* Delay gives China diplomacy one more chance
* G20 under growing pressure to deliver more than rhetoric
* Will Treasury delay trigger congressional action?
WASHINGTON (Reuters) - The U.S. Treasury's currency
report delay suggests Washington wants to give diplomacy
another chance to convince China it is in everyone's interest
to speed up the yuan's rise.
By delaying the report until after a Group of 20 leaders
summit in Seoul next month, the United States can defuse some
political tension. However, it also puts the onus on the G20 to
deliver more than just rhetoric on foreign exchange rates.
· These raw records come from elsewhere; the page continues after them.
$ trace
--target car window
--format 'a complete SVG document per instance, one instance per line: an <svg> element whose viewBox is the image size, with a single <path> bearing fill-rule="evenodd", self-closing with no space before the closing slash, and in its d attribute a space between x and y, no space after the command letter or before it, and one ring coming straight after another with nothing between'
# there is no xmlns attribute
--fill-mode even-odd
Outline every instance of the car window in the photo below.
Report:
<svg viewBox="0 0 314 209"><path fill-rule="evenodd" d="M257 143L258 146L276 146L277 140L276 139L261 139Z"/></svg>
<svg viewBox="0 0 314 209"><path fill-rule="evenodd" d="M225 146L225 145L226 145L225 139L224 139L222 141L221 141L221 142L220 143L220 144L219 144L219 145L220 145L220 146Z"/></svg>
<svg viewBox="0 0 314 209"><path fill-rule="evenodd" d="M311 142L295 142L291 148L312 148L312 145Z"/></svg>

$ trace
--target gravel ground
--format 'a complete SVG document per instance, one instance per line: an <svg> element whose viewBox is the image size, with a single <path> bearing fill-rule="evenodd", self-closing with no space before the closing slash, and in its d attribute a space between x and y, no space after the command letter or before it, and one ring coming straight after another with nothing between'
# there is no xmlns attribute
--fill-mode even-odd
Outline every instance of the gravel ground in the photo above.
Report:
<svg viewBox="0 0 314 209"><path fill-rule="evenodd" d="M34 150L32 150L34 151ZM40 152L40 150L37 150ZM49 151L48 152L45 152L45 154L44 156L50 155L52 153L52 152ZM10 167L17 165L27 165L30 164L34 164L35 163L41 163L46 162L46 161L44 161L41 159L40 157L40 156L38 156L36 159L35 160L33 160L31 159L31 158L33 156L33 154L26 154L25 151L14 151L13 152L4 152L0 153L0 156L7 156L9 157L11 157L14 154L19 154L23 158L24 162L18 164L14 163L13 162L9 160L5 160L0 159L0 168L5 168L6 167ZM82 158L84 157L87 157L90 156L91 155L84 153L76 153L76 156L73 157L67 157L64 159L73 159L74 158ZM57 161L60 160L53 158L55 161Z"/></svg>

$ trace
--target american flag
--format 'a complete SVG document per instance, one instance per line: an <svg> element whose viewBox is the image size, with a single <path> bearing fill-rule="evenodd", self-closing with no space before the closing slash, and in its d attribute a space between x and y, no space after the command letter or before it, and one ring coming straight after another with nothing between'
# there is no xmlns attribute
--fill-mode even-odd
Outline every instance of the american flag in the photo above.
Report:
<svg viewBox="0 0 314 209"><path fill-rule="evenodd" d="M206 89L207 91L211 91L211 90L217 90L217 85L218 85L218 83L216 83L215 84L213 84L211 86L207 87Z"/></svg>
Treasury Secretary Timothy Geithner probably won't be
winning many friends in Congress, where lawmakers from both
political parties back taking a tougher tack on Beijing.
G20 LOOMS LARGER
* Currencies were already front and center at G20 talks
after IMF meetings last weekend failed to ease tensions.
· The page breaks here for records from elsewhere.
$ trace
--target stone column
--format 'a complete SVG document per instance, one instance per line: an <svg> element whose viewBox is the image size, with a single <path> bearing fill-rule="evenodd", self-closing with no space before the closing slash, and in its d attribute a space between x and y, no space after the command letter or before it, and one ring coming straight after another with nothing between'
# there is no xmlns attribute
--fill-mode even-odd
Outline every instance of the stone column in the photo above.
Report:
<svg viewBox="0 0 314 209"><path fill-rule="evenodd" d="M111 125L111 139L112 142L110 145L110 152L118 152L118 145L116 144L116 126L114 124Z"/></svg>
Forging consensus in such a diverse group will be hard.
* There does not seem to be broad support for a "Plaza
Accord" type of agreement on how best to realign exchange
rates. European officials have stuck to well-rehearsed
statements that excessive currency volatility is unwelcome.
* Geithner toughened his words somewhat last week, saying
markets should determine exchange rates.
TAKING OUT THE POLITICS
* Waiting until after the G20 meeting means the Obama
administration won't have to reveal its decision until after
Nov. 2 congressional elections.
* Although China's currency is not a hot-button issue for
voters, it is a source of frustration for unions and
manufacturing-heavy states which are typically Democratic
strongholds.
* But the delay could spur Congress to act on legislation
that would penalize China for keeping the yuan low. A bill that
would punish China for its currrency practices passed in the
House of Representatives last month and two Democratic senators
said on Friday Congress was prepared to move ahead with
legislation.
* Geithner told lawmakers at a Sept. 16 hearing on China's
currency that he shared their frustration with Beijing's slow
progress in allowing the yuan to rise. The delay may harden
some lawmakers' view that Treasury is too soft on China. The
yuan has beeen the focal point of relations that frequently see
tensions over issues from Tibet and Taiwan to trade.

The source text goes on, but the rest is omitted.